2. **Convert public functions to `suspend`** one at a time. The compiler will surface every caller.
3. **At each caller, choose the scope deliberately:** `viewModelScope`, `lifecycleScope`, `coroutineScope { }`, or an explicit job. This is the choice that was missing before.
4. **Delete the `CoroutineScope` constructor parameter** once nothing uses it. Remove the injection binding.

Don't try to fix every class in one MR. Removing an anti-pattern is incremental work.

## When NOT to apply

- **UI state holders absorbing UI events.** A ViewModel/Component/feature model with `fun onClick(...) { viewModelScope.launch { ... } }` is correct — that's the boundary the framework needs. See §3 carve-out.
- **Lifecycle owners with explicit cancellation and error policy.** Actors/services, app infrastructure, or application-scoped singletons may own a scope when they expose clear `close`/`cancel`/restart behavior or otherwise map directly to an application lifecycle. Inject `Application.applicationScope` explicitly rather than creating one ad-hoc. **This is not permission to launch from `init` / `initialize()`** — see §5.
- **Already-suspending APIs** don't need any of this work.
- **Tests** sometimes use `TestScope` as a deliberate ambient scope — that's a different pattern with explicit virtual-time control.

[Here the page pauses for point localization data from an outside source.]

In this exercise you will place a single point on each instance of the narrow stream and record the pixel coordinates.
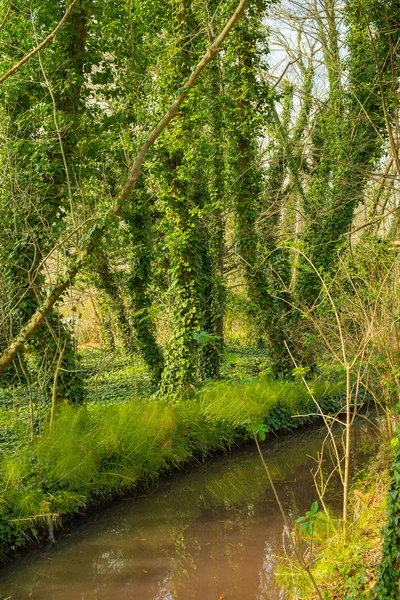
(208, 533)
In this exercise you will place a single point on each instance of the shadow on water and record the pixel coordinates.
(206, 534)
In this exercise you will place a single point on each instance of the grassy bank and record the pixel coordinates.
(99, 451)
(348, 570)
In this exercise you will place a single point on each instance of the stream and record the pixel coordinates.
(210, 532)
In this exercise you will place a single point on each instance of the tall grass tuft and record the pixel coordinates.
(104, 450)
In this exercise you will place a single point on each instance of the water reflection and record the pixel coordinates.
(207, 534)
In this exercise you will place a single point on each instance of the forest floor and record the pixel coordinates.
(126, 437)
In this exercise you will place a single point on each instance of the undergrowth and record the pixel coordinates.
(97, 451)
(345, 571)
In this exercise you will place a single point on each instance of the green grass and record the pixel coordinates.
(102, 450)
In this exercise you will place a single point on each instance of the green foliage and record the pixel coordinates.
(388, 583)
(308, 521)
(105, 449)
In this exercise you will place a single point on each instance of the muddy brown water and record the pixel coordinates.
(208, 533)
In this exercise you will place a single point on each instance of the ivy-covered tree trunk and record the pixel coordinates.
(52, 198)
(347, 141)
(251, 104)
(138, 285)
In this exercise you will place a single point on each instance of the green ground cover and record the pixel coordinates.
(114, 443)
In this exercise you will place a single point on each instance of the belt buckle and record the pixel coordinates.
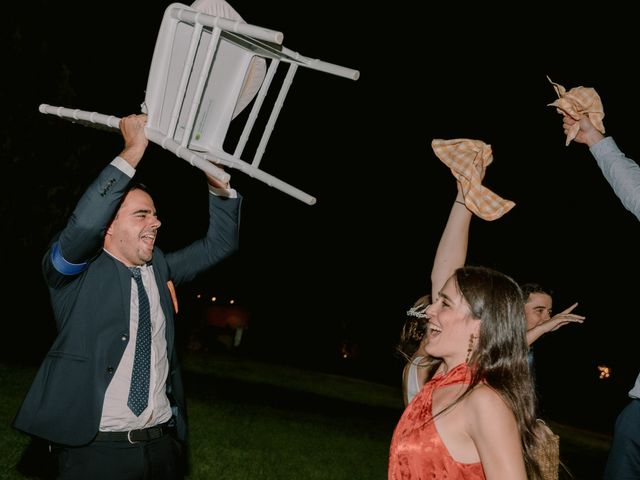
(129, 437)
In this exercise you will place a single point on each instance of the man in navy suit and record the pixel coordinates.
(78, 401)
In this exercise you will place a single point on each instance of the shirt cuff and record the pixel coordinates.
(604, 147)
(223, 192)
(122, 165)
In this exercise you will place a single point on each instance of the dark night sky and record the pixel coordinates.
(351, 264)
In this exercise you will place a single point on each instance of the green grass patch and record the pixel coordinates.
(261, 420)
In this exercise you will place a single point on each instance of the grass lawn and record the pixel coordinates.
(259, 420)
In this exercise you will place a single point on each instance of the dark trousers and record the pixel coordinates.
(157, 459)
(623, 462)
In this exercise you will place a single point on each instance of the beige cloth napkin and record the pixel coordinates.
(464, 157)
(579, 101)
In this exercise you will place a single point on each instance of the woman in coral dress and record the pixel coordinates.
(475, 417)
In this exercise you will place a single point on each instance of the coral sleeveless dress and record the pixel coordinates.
(417, 451)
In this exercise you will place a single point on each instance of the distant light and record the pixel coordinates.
(605, 372)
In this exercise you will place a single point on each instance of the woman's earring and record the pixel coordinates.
(472, 340)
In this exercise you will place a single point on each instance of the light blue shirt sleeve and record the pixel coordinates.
(622, 173)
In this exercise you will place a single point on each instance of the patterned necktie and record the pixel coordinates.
(139, 390)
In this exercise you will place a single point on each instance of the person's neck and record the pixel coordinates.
(124, 262)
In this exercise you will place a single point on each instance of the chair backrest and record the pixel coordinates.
(205, 70)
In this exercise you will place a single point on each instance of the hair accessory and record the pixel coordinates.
(419, 312)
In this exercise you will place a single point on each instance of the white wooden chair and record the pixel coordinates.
(205, 70)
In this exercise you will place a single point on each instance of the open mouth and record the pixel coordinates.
(433, 330)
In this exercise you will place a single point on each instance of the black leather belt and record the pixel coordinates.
(134, 436)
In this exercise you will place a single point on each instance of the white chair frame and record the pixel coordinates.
(199, 69)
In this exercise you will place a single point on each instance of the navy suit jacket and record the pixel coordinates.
(91, 309)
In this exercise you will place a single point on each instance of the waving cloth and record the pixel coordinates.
(464, 157)
(576, 102)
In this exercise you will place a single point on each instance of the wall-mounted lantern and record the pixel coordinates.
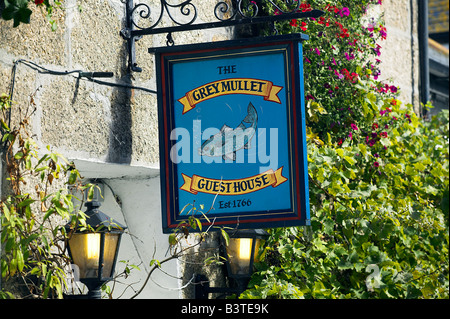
(94, 250)
(240, 254)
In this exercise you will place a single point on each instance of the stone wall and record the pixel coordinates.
(400, 50)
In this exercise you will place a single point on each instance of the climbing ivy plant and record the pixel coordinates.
(33, 212)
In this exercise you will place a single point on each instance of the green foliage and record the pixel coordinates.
(32, 238)
(378, 178)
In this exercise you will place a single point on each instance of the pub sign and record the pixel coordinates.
(232, 133)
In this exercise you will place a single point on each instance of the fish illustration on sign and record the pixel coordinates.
(228, 140)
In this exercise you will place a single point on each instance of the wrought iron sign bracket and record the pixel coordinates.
(141, 21)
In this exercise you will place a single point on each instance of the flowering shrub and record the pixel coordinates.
(378, 176)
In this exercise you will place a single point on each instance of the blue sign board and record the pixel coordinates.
(232, 133)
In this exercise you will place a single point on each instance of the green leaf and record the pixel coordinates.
(17, 10)
(225, 236)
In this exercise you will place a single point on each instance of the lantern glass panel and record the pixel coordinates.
(85, 251)
(111, 240)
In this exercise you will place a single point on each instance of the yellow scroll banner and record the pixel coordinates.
(196, 184)
(211, 90)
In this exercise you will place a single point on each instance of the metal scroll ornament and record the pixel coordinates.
(185, 13)
(142, 20)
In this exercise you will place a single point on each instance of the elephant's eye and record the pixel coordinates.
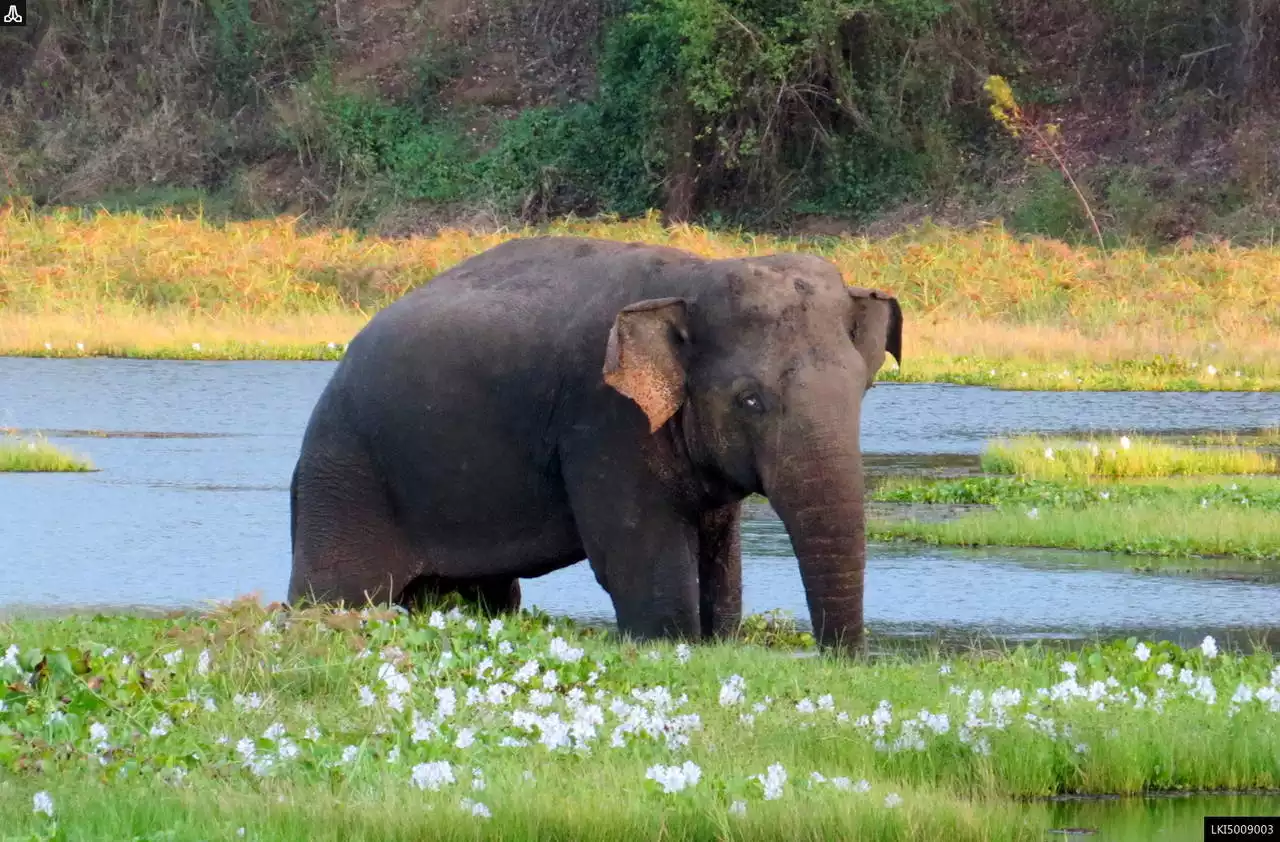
(750, 401)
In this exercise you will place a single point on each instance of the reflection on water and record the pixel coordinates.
(1165, 818)
(177, 520)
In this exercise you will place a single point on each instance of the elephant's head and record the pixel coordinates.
(767, 369)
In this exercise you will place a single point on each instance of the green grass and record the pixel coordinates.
(132, 742)
(37, 456)
(1171, 518)
(1148, 529)
(1055, 458)
(981, 307)
(1266, 436)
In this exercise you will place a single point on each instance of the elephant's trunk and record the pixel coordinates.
(817, 489)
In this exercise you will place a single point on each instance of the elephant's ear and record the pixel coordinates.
(877, 328)
(643, 356)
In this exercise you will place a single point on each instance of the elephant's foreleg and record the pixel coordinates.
(490, 595)
(720, 571)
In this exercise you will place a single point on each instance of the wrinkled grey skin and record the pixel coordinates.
(560, 398)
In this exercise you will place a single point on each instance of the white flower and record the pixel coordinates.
(446, 703)
(1208, 646)
(476, 809)
(526, 672)
(42, 802)
(561, 650)
(772, 781)
(423, 728)
(433, 776)
(393, 681)
(732, 691)
(675, 778)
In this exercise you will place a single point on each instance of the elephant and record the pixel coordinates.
(563, 398)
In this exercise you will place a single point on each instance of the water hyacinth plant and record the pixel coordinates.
(332, 724)
(1120, 457)
(36, 454)
(1165, 517)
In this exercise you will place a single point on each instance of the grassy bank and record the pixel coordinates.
(982, 307)
(37, 456)
(1121, 495)
(1116, 458)
(329, 724)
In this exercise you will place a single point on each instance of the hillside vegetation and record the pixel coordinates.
(808, 117)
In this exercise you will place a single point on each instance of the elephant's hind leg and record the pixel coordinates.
(347, 544)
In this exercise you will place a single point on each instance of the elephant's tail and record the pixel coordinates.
(293, 509)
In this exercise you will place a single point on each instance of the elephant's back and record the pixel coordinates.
(542, 294)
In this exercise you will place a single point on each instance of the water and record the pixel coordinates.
(1169, 818)
(201, 513)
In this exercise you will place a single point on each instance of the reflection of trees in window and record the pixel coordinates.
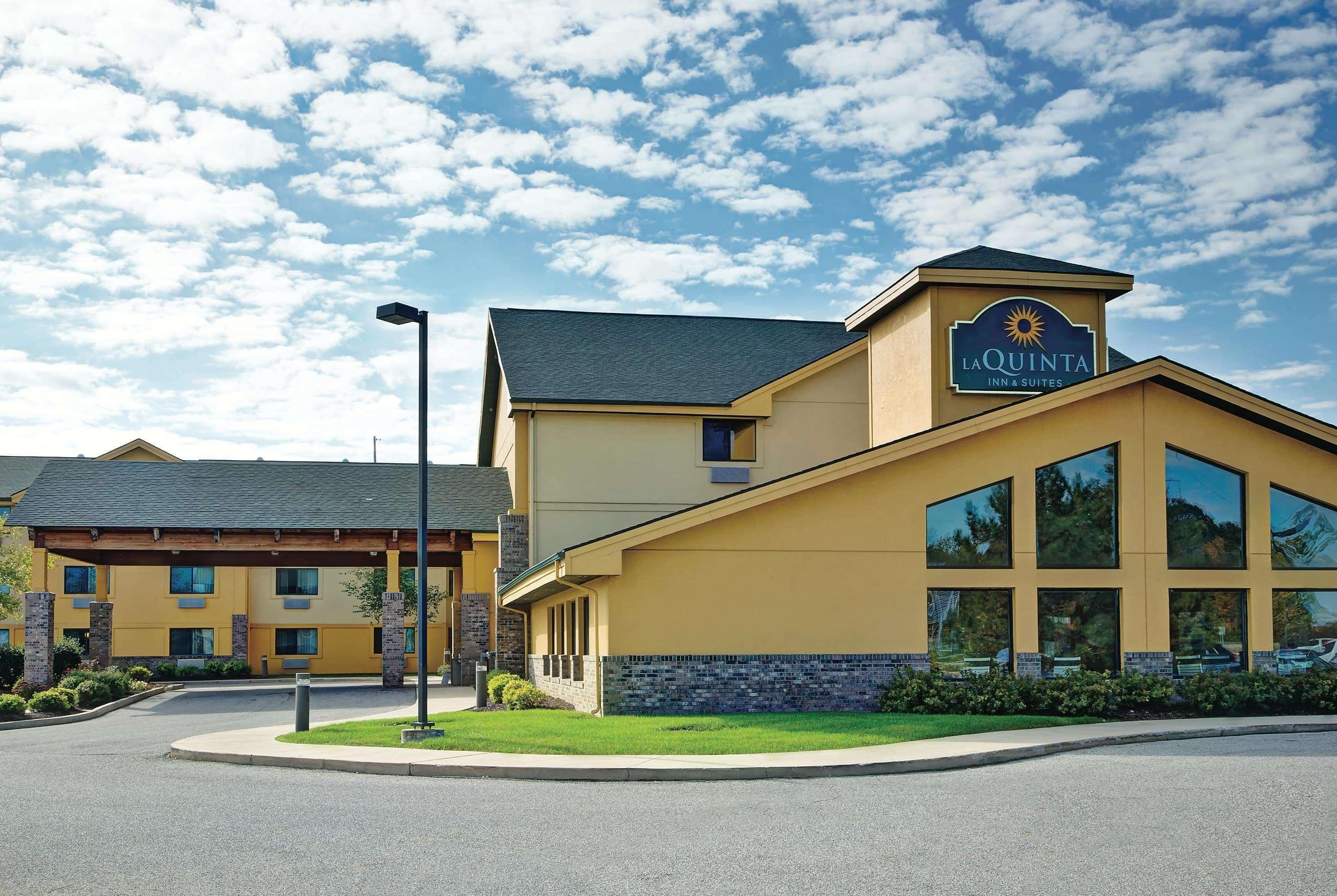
(1075, 511)
(1304, 532)
(1209, 629)
(1204, 514)
(1079, 625)
(972, 530)
(971, 625)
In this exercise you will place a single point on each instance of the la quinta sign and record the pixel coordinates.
(1019, 346)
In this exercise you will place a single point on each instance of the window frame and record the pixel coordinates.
(1011, 519)
(280, 653)
(1296, 569)
(1244, 513)
(1118, 517)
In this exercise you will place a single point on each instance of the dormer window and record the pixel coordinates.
(722, 440)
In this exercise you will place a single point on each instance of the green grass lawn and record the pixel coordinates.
(542, 731)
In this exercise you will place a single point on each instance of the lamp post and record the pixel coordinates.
(401, 313)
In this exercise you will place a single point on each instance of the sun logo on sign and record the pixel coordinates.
(1025, 327)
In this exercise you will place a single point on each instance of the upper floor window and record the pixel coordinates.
(1075, 511)
(1205, 513)
(972, 530)
(80, 580)
(297, 582)
(192, 580)
(1304, 532)
(728, 440)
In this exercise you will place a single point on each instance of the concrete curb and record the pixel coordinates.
(257, 747)
(93, 713)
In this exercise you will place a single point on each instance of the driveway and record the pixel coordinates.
(99, 808)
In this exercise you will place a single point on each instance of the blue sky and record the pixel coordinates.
(202, 205)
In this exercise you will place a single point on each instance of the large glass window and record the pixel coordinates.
(410, 641)
(190, 643)
(728, 440)
(297, 582)
(296, 643)
(1079, 630)
(193, 580)
(1304, 630)
(970, 632)
(1304, 532)
(1208, 630)
(1205, 511)
(80, 580)
(972, 530)
(1075, 506)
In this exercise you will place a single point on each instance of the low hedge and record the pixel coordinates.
(13, 705)
(1105, 696)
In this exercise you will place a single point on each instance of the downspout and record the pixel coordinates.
(598, 662)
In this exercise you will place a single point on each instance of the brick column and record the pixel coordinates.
(39, 636)
(241, 637)
(99, 633)
(392, 640)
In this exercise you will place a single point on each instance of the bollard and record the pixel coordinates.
(304, 701)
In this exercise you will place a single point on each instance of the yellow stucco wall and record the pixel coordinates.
(599, 473)
(842, 568)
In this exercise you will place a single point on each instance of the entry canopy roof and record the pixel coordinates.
(260, 494)
(990, 266)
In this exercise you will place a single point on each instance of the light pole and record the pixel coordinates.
(401, 313)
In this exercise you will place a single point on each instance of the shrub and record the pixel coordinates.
(11, 665)
(93, 693)
(26, 689)
(237, 669)
(51, 701)
(498, 684)
(13, 705)
(522, 695)
(66, 656)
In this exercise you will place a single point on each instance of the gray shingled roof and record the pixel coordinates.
(990, 258)
(18, 471)
(579, 358)
(261, 494)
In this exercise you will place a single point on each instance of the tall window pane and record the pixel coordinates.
(970, 632)
(1205, 511)
(1079, 630)
(1304, 532)
(1208, 630)
(972, 530)
(1304, 628)
(1075, 511)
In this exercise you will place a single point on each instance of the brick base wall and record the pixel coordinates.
(1156, 662)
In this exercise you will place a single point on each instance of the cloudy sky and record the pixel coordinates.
(202, 205)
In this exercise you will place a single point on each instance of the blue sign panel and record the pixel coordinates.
(1021, 346)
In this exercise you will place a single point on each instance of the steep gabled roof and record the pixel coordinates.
(260, 494)
(588, 358)
(991, 258)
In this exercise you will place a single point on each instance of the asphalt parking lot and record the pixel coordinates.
(99, 808)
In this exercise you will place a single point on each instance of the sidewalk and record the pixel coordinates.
(257, 747)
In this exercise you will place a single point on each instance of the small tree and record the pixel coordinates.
(368, 584)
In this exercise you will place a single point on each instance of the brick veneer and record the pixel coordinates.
(392, 640)
(39, 637)
(1156, 662)
(241, 637)
(728, 684)
(474, 624)
(99, 632)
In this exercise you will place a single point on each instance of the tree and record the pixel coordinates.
(368, 584)
(15, 570)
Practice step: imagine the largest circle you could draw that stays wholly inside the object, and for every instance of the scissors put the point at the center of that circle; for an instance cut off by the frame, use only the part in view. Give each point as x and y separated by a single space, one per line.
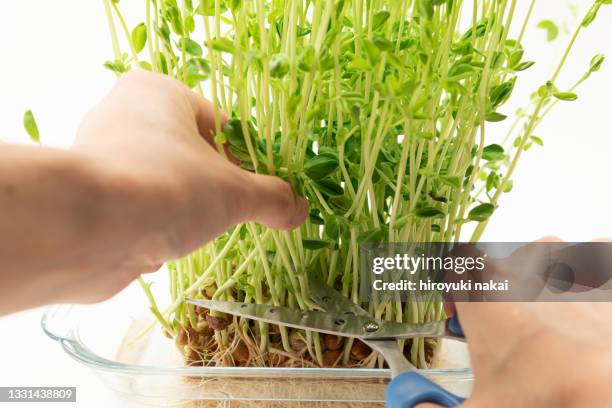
342 317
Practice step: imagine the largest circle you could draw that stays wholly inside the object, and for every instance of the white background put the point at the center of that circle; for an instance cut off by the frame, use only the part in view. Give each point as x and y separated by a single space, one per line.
51 55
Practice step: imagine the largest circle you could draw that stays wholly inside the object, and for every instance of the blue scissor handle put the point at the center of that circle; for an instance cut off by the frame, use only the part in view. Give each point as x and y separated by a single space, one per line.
410 388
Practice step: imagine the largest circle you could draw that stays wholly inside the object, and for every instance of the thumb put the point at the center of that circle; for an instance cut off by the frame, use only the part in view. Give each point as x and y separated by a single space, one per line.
272 202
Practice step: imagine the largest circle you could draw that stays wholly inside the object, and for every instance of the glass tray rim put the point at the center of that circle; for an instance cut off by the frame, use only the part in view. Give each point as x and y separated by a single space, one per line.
66 333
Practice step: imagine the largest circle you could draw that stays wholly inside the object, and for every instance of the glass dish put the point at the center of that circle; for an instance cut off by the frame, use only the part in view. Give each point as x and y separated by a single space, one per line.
148 369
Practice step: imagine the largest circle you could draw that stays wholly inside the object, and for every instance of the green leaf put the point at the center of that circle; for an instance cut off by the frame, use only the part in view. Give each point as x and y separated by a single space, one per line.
379 19
507 187
331 229
191 47
481 213
500 93
279 66
329 188
452 181
306 59
315 219
382 43
315 244
429 212
597 62
495 117
552 31
372 51
223 45
321 166
118 67
373 235
492 181
524 66
29 123
493 152
565 96
537 140
139 37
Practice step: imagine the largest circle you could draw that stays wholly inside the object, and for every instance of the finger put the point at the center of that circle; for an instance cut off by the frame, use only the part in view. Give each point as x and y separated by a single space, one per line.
272 202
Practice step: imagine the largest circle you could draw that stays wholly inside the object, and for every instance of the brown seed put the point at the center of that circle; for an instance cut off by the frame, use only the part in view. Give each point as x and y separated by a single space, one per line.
210 291
168 333
241 353
217 323
200 310
359 351
184 336
330 357
277 360
296 342
193 358
333 342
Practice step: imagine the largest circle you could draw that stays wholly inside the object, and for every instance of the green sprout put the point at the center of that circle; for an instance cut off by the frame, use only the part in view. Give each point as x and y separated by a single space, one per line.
378 112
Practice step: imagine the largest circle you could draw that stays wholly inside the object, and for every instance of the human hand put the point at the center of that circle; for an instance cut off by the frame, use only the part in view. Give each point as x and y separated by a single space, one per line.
167 189
537 354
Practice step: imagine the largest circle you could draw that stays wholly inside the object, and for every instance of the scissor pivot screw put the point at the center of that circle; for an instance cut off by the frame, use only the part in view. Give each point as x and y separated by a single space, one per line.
371 327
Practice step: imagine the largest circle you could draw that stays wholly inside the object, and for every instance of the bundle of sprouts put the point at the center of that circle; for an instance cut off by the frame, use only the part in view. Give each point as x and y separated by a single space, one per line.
376 111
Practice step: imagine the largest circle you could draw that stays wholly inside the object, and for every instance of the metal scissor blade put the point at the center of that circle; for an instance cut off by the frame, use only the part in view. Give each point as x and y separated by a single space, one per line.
341 325
335 302
332 300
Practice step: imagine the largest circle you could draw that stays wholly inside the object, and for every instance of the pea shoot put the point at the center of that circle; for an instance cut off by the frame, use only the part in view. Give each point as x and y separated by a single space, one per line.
377 111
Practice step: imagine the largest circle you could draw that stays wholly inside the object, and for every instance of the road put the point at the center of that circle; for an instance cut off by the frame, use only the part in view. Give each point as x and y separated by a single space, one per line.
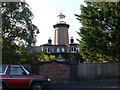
88 86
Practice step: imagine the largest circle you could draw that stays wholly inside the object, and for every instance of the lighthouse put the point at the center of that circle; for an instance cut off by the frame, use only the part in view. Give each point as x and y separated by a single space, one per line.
61 36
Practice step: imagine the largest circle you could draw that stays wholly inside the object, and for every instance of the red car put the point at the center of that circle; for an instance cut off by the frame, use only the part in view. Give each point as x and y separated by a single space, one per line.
17 76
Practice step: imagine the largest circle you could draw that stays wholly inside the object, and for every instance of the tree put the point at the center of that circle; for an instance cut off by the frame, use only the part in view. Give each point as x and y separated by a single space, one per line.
17 29
100 32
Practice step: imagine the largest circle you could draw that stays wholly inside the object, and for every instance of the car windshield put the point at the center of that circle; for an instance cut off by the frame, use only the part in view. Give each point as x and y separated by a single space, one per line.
2 69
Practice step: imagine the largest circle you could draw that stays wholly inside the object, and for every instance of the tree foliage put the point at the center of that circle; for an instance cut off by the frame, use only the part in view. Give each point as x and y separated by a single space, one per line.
17 29
100 32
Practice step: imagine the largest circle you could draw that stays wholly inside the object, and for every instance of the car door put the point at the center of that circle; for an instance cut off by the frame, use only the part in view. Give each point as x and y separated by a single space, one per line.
17 79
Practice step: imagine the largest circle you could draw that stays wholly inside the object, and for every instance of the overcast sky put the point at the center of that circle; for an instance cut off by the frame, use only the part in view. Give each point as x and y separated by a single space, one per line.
45 16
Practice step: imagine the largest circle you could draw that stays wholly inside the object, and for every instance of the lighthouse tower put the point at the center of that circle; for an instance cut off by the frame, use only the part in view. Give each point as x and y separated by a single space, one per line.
61 31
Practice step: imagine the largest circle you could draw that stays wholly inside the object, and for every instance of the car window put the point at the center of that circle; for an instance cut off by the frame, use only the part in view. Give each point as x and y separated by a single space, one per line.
2 69
16 71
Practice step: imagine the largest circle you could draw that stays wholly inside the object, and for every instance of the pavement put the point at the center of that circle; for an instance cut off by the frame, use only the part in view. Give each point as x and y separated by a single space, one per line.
85 86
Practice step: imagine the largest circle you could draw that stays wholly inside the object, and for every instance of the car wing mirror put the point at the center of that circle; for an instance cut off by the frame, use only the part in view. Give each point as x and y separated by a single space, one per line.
24 73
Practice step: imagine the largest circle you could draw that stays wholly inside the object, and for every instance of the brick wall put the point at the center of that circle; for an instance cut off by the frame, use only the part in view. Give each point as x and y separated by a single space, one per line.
59 73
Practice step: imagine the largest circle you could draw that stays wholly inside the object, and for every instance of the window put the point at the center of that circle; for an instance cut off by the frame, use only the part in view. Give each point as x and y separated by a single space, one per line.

## Red flags during review

These thoughts mean the anti-pattern is back:

| Thought | Reality |
|---|---|
| "I'll just add a `CoroutineExceptionHandler` to the scope" | The problem isn't error handling. The problem is the scope shouldn't exist. |
| "I need to launch from `init` so the data's ready when consumers arrive" | Consumers reading state that isn't ready is the bug. Use phasing. |
| "The caller doesn't want to deal with `suspend`" | Then the caller chooses fire-and-forget at their scope. Don't decide for them. |
| "It's just a small fire-and-forget call" | Silent cancellation makes every fire-and-forget a potential silent failure. |
| "We caught and logged the exception, so we're fine" | Did the catch rethrow `CancellationException`? If no, the coroutine is silently un-cancelled. (§6) |
| "It's just one `runBlocking`, in a non-critical path" | Every `runBlocking` asserts the caller has no async option. If they do, it's the wrong primitive. (§7) |
| "Tests are simpler with `runBlocking`" | They run in real time, can't fast-forward `delay`, and lose `TestDispatcher` semantics. Use `runTest`. (§7) |

## Related

- [`kotlin-flow-state-event-modeling`](../kotlin-flow-state-event-modeling/SKILL.md) — `StateFlow`, `SharedFlow`, `Channel`, `stateIn`, one-shot events, and related modeling.